The kind souls at NYRB Classics have nicely posted the first story from Robert Walser’s Berlin Stories, “Good Morning, Giantess!” on their Tumblr. The collection got a nice little write up in this weekend’s New York Times, too.
Ich bin ein Berliner
True Originals
A while ago, our own Kaulie Lewis alerted readers to The Turnip Princess, a new collection of previously untranslated Bavarian fairy tales. In the latest issue of The New York Review of Books, Marina Warner reads a new edition of the original stories of the Brothers Grimm, comparing them to the most well-known stories in the fairy tale canon (as well as the stories in The Turnip Princess).
Harper Lee’s Letters
Even though Harper Lee hasn’t given an interview in 50 years, her letters are an insight into the notoriously reclusive writer.”I simply don’t give interviews, because it takes great skill to ask meaningful questions and very few people in the media have it,” she wrote in a 2005 letter. Two of Lee’s letters will be auctioned today and are expected to go for at least $2,500 a piece. Pair with: Our essay on reclusive authors.
Mass(ive) Effect
What effect, if any, are video games having on literature?

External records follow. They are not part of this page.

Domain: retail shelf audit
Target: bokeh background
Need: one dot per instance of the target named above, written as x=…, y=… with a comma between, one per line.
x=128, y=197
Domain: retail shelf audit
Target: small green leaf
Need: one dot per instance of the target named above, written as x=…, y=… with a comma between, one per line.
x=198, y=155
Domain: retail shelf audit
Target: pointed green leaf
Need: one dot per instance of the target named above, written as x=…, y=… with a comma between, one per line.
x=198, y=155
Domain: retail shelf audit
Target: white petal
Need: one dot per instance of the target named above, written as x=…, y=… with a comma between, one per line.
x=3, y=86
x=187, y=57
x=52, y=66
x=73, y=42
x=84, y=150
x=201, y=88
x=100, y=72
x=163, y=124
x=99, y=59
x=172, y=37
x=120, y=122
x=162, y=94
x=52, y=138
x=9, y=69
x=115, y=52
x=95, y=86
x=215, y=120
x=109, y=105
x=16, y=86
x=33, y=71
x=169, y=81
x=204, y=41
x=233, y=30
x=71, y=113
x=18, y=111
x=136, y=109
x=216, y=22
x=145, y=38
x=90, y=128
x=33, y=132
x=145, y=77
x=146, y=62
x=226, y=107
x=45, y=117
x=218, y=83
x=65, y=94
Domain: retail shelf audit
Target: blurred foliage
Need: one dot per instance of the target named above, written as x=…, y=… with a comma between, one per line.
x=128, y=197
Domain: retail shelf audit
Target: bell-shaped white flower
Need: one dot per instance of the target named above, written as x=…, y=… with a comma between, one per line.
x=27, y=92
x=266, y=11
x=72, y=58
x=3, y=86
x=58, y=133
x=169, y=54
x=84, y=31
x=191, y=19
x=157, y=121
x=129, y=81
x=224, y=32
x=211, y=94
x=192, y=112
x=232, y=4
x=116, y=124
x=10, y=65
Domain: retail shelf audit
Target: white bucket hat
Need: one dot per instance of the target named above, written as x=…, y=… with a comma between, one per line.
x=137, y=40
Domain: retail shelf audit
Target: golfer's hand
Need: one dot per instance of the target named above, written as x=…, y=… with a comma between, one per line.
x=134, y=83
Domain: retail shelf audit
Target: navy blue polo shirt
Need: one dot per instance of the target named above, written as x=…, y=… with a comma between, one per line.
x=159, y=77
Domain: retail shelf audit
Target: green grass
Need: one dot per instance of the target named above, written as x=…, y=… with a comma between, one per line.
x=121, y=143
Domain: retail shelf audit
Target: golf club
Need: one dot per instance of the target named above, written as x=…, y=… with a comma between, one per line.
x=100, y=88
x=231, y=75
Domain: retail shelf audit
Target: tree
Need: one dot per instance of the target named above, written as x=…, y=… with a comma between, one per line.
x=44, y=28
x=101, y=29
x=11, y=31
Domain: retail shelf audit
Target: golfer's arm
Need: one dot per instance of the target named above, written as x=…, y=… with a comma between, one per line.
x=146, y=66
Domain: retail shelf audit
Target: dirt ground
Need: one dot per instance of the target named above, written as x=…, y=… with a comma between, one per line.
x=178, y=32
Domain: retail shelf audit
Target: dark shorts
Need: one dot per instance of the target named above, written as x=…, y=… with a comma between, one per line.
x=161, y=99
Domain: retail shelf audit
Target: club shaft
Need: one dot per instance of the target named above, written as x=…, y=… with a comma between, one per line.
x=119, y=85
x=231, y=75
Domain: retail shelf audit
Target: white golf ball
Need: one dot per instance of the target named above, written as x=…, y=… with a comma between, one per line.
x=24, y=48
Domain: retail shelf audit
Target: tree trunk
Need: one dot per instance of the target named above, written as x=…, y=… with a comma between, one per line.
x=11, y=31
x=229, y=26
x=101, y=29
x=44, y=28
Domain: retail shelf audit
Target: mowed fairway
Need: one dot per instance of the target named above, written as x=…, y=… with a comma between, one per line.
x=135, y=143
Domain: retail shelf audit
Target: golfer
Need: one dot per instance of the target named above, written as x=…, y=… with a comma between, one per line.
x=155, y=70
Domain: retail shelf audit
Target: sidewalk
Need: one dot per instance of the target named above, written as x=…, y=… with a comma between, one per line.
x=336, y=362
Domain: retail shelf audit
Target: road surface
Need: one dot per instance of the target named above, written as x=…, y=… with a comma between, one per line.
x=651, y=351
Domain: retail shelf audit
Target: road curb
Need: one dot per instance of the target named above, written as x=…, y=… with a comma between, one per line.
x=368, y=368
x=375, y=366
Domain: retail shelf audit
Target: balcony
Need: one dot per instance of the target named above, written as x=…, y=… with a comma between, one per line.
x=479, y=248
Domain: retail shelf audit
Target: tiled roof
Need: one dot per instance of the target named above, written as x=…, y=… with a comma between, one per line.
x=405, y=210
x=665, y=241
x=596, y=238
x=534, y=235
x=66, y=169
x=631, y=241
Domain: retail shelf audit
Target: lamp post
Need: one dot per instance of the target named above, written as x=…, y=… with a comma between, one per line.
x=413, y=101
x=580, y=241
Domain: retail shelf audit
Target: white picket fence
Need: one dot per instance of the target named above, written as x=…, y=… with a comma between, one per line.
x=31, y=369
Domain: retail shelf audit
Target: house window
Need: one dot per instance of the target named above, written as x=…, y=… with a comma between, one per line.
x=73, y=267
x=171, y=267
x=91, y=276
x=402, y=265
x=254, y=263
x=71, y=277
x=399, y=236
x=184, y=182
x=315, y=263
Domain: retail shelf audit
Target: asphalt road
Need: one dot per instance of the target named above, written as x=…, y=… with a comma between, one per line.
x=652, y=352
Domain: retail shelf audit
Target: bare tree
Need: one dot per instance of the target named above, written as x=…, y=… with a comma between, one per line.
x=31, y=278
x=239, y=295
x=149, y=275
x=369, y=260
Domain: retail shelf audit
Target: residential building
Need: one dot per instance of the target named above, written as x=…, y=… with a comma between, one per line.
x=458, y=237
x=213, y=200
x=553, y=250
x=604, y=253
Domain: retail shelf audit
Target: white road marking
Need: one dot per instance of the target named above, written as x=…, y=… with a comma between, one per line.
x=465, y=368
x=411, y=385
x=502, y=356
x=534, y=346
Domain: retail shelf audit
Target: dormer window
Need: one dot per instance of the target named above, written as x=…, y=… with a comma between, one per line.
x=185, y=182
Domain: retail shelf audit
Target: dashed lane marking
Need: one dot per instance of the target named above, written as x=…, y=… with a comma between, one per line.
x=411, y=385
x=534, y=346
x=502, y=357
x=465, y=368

Tobias Carroll at Hazlitt explores the surprising liminal space between video game narratives and literary fiction. This essay from The Millions is a nice complement.
Resurrecting Shelley
Early on in her career, the poet Muriel Spark decided that Mary Shelley was criminally underrated as a writer. In bringing the Frankenstein author the fame she deserved, Spark wrote a biography, distanced Shelley from her famed poet husband and labeled her “the founder of science fiction.” (Related: our own Lydia Kiesling on Spark’s The Prime of Miss Jean Brodie.) (h/t Arts & Letters Daily)
“Big, though, big head”
Last week marked the release of The Heart is Strange, a new collection of John Berryman poems released to coincide with the centenary of the poet’s birth. At The Paris Review Daily, Dan Piepenbring digs through the magazine’s interview archives to find Berryman’s account of meeting W.B. Yeats. Pair with: Stephen Akey on Berryman’s classic The Dream Songs.
Uber Modern Bookstores
The ideal bookstore is hard to pin down. Until recently the consensus seemed to lean towards old, slightly dusty and pleasantly chaotic, but these modern bookstores full of sleek white cases and clean lines have us reconsidering.
The Story Behind the Letter
Letters of Note posted an incredible letter from a former slave, and Kottke rounded up some more info he and others uncovered about the letter writer.